Sorry for the 20-year-old song reference, but I couldn't help myself after seeing the lines in Greg Shipley's diagram from his recent InformationWeek security article. I like what he shows but I think it can be radically more simple.
The technology world can be boiled down to two camps: those who trust their products to operate as expected and those who do not. You can guess into which camp I muster. I believe the first camp is naive and detached from the real world. (The real world is the place where intruders constantly violate assumptions, subvert logic, and make a mess of well-intentioned offerings.) The first camp spends more time talking about "enabling business" and "elevating the infosec conversation" while the second camp deals with the mess caused by the first world's ignorance of security problems.
Using this simple and intentionally provocative model I can propose two sets of lines. The first set could be labelled "compute" while the second could be labelled "transport". You could call these "host" and "network" if you like.
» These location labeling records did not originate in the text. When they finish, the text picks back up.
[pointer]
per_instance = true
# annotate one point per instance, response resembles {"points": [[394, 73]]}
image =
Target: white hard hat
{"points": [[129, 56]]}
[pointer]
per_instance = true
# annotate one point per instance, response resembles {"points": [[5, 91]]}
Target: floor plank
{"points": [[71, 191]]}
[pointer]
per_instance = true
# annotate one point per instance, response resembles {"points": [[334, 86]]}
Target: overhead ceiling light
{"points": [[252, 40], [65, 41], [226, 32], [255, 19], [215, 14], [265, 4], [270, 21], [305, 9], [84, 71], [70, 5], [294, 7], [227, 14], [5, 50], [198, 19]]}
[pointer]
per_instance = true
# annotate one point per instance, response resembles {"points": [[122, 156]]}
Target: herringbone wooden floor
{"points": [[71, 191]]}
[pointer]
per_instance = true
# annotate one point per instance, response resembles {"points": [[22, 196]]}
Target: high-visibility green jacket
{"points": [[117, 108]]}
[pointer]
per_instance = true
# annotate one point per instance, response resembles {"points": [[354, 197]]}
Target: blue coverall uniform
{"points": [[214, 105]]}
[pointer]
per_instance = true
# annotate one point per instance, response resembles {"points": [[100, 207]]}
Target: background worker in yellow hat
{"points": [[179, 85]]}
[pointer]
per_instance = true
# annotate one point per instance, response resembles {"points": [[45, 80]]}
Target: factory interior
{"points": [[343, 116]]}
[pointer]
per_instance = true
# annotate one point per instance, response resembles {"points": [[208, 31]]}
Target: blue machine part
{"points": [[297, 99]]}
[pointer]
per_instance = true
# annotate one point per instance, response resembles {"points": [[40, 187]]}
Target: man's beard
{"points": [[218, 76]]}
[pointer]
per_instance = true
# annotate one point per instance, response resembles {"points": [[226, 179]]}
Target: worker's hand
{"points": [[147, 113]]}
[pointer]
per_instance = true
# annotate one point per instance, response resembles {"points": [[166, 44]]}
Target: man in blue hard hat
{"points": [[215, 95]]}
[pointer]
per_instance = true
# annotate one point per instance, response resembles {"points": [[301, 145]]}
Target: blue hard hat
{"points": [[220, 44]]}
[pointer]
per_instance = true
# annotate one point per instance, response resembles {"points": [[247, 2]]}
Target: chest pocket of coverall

If you are a first camp person, the compute set is only one line -- that which computes. The transport line is also only one line -- that which transports (like a switch). This makes sense to me from a functionality (not security) standpoint. Anything of value ends up in the "OS" or the "switch". This is happening right now.
If you are a second camp person, the compute set is two lines -- that which computes, and that which verifies or at least observes the computation; call it a hypervisor or supervisor. The transport line is also two lines -- that which transports (again like a switch), and that which verifies or at least observes the transportation; call it a traffic intelligence system (to reuse terms mentioned in this blog).
This might sound suspiciously like trust but verify, i.e., trust the computer/switch but verify its operation. First campers trust, second campers trust when verified.